Beyond biology, engineering, and clinical challenges, there are regulatory and policy considerations surrounding this disruptive innovation. While clinical development and regulatory approval strategies are well established for traditional drugs and devices, complex implantable biosensor systems represent an amalgamation of technologies cutting across many disparate domains, and new paradigms to evaluate their safety and efficacy will be necessary. Fully implemented, these complex biosensor systems will generate prodigious volumes of longitudinal clinical data that qualify as Personal Health Information. Structures will be required to securely warehouse, and policies established to define legal entities that control and have access to, this confidential HIPAA (Health Insurance Portability and Accountability Act)-protected health information. Biosensor systems will produce clinically actionable data driving patient management, and the science of healthcare delivery will need to create new methods to effectively and economically operationalize and deploy this information. Moreover, Payors will have to develop policies and procedures that quantify the value proposition of this new technology to determine whether this approach to disease prevention and wellness maintenance economically unburdens the healthcare system, to define reimbursement strategies.

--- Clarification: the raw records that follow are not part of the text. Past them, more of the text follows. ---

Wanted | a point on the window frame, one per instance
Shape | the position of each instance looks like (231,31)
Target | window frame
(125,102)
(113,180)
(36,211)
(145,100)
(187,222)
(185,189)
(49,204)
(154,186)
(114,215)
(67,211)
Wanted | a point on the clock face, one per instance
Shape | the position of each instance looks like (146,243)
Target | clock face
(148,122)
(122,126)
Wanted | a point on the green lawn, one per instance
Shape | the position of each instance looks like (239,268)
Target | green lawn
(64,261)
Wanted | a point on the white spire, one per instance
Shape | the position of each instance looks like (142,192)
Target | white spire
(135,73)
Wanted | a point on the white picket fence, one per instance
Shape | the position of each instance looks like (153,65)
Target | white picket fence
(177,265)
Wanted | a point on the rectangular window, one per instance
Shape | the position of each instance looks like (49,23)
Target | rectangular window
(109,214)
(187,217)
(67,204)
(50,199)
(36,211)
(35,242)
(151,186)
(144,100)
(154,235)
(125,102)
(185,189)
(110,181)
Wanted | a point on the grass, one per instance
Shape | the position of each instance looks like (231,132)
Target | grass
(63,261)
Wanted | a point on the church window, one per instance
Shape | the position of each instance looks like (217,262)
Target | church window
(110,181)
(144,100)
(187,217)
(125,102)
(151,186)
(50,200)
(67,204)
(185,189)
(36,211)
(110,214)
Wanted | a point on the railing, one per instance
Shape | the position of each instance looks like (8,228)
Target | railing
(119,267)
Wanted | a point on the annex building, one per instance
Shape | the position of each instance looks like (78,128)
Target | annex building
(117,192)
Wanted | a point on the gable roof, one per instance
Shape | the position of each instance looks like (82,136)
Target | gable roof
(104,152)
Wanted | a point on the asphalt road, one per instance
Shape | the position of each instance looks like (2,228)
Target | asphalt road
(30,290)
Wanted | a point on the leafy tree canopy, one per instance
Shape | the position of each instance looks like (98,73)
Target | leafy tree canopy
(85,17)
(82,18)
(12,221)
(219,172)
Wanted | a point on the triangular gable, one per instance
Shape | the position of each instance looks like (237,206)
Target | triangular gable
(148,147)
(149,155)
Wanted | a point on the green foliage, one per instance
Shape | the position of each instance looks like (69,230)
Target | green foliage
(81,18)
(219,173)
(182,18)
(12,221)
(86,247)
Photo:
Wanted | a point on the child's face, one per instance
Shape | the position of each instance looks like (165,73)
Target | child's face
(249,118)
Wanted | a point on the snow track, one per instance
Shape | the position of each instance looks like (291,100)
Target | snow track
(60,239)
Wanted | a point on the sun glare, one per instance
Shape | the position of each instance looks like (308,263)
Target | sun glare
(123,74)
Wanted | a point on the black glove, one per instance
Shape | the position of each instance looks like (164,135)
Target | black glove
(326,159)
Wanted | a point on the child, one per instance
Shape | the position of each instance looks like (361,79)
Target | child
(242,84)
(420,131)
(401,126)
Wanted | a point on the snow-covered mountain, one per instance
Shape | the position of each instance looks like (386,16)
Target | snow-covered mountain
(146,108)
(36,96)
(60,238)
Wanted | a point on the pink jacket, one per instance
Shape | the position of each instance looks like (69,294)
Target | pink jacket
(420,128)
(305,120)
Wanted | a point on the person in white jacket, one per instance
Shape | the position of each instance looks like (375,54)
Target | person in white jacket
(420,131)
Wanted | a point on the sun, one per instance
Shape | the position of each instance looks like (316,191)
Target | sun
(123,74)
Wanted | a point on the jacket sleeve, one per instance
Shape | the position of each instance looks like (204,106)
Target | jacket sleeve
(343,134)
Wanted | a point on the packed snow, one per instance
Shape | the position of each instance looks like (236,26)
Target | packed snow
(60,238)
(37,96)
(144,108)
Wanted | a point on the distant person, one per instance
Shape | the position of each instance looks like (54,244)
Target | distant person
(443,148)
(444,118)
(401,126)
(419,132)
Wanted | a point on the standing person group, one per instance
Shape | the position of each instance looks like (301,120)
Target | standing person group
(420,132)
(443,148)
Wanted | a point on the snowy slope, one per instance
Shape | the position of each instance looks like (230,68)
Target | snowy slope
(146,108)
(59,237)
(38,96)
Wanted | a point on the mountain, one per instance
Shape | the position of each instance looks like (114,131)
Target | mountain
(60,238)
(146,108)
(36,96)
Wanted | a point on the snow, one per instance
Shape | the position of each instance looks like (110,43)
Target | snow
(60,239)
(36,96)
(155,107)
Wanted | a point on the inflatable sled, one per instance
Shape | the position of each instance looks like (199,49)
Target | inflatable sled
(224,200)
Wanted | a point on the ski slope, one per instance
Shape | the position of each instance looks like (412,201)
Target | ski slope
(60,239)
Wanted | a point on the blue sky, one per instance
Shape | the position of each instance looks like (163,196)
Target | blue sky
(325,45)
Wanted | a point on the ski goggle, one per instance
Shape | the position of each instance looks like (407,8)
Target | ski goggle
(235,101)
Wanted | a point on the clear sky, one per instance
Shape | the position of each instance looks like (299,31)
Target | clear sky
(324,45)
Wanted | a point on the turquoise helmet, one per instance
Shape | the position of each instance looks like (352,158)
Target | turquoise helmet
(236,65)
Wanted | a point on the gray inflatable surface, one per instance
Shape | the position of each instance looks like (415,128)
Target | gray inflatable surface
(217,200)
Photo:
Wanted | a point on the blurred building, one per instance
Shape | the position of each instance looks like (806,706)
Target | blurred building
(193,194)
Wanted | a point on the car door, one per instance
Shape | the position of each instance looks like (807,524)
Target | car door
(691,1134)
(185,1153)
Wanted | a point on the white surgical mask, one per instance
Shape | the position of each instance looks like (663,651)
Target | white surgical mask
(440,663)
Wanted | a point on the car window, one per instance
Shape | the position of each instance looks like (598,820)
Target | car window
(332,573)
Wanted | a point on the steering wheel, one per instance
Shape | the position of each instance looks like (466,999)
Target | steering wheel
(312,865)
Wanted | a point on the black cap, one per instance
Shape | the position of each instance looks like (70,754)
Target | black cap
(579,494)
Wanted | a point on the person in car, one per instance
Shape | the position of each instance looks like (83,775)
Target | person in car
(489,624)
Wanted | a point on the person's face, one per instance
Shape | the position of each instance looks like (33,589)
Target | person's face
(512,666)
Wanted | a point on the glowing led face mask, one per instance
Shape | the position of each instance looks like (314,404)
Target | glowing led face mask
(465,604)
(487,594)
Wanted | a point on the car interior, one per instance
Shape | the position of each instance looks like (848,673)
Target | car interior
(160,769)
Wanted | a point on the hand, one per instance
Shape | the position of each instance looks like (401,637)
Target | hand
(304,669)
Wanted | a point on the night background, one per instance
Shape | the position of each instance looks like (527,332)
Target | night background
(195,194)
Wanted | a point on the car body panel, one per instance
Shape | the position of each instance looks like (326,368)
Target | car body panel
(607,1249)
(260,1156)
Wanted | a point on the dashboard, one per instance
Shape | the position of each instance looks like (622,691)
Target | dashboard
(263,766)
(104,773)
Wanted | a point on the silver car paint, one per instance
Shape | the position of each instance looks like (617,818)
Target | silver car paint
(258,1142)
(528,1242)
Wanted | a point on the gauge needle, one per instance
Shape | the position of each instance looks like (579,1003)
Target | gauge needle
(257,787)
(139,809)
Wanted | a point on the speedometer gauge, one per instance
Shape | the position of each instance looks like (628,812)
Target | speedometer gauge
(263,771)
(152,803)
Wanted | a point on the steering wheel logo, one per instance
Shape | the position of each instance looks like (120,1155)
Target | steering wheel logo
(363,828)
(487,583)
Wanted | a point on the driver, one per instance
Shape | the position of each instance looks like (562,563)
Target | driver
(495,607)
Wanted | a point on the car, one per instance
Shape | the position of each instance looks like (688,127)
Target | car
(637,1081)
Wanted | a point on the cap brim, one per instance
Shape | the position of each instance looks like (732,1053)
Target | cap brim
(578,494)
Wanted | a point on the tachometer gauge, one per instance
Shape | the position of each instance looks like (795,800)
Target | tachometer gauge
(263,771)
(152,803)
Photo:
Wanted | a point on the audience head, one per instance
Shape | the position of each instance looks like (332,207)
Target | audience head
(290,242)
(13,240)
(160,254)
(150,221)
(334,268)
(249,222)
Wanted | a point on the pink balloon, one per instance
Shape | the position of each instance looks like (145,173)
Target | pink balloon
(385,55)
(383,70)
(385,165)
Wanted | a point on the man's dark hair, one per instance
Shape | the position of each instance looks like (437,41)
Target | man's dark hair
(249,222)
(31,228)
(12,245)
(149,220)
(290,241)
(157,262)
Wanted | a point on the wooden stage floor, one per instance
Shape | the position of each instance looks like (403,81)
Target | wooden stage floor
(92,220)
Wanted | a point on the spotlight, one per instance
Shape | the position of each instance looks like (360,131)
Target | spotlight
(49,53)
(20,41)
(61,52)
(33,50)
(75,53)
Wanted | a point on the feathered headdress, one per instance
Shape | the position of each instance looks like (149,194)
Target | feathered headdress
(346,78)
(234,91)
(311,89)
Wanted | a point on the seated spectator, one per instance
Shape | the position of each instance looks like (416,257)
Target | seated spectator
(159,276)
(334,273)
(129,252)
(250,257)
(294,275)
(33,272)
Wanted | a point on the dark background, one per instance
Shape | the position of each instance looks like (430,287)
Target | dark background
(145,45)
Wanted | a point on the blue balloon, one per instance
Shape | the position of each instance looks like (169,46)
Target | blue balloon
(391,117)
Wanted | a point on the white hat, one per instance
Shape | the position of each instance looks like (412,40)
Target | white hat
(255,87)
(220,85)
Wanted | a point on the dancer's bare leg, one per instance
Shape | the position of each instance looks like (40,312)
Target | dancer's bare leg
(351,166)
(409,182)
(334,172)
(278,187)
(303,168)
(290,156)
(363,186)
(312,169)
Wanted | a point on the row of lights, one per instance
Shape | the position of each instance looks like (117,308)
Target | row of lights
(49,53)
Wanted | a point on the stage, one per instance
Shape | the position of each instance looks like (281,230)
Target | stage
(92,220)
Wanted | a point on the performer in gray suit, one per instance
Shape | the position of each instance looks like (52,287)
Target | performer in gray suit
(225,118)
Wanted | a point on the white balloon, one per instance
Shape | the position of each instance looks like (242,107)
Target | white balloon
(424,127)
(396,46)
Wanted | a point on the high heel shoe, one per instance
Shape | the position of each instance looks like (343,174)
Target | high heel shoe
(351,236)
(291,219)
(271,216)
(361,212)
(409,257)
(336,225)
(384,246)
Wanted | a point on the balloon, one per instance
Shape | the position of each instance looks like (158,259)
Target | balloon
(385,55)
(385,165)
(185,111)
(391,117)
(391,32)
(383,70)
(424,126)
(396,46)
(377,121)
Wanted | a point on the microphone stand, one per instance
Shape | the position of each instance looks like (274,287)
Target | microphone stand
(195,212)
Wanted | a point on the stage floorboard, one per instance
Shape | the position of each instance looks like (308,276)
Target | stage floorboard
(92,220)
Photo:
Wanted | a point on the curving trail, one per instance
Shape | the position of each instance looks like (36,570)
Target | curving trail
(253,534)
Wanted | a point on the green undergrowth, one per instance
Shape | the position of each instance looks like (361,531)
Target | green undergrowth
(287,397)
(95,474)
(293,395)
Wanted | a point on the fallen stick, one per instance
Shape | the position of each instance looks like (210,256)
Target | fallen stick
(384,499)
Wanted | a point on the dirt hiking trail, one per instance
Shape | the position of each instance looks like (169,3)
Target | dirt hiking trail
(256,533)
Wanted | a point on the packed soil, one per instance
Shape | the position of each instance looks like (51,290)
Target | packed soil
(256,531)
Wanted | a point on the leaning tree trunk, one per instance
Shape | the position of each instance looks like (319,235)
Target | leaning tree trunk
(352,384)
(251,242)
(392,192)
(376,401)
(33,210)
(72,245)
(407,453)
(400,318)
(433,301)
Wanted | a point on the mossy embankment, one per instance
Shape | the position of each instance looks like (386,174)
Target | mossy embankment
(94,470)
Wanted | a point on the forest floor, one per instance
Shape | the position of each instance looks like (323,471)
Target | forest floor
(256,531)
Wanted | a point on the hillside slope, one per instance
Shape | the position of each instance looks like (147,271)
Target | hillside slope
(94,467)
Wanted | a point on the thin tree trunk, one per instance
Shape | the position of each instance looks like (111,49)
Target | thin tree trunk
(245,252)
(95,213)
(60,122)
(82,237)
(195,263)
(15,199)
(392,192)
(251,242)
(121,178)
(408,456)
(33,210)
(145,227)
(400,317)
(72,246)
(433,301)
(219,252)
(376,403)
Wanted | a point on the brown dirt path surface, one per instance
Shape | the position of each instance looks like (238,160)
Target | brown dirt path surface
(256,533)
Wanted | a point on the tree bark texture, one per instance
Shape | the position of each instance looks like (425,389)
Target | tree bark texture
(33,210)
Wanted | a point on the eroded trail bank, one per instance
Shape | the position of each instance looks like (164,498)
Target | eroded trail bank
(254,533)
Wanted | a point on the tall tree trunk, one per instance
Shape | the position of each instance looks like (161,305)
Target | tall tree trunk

Technology that anticipates heart attacks before they happen, predicts the occurrence of strokes, and identifies the earliest stages of cancer before it comes to clinical attention would truly transform global health. Emerging tools in the clinical armamentarium to accelerate that transformation include implantable biosensors that bridge the temporal gap in disease management. This revolution in disruptive innovation will evolve at the interface of biology, engineering, and clinical medicine. It will require parallel innovations in regulatory science, health policy, and the science and economics of healthcare delivery. Moreover, it will require the combined efforts of diverse communities of practice, which have traditionally remained independent silos. Although the challenges are great, implantable devices have the potential to fully realize the benefits of individualized medicine, and drive the evolution of healthcare from palliation to prevention, shifting the focus from disease mitigation to maintenance of longitudinal wellness.
- 16Cardiovascular Disease Statistics. 2011. Available from: http://www.americanheart.org/presenter.jhtml?identifier=4478. Cited January 29, 2011.
- 22The pathway to the closed-loop artificial pancreas: research and commercial perspectives. Pediatr Endocrinol Rev. 2010; 7(Suppl 3): 445–451., , .
- 23Commercialization of implantable biosensor technology in healthcare. Philadelphia : University of Pennsylvania; 2006..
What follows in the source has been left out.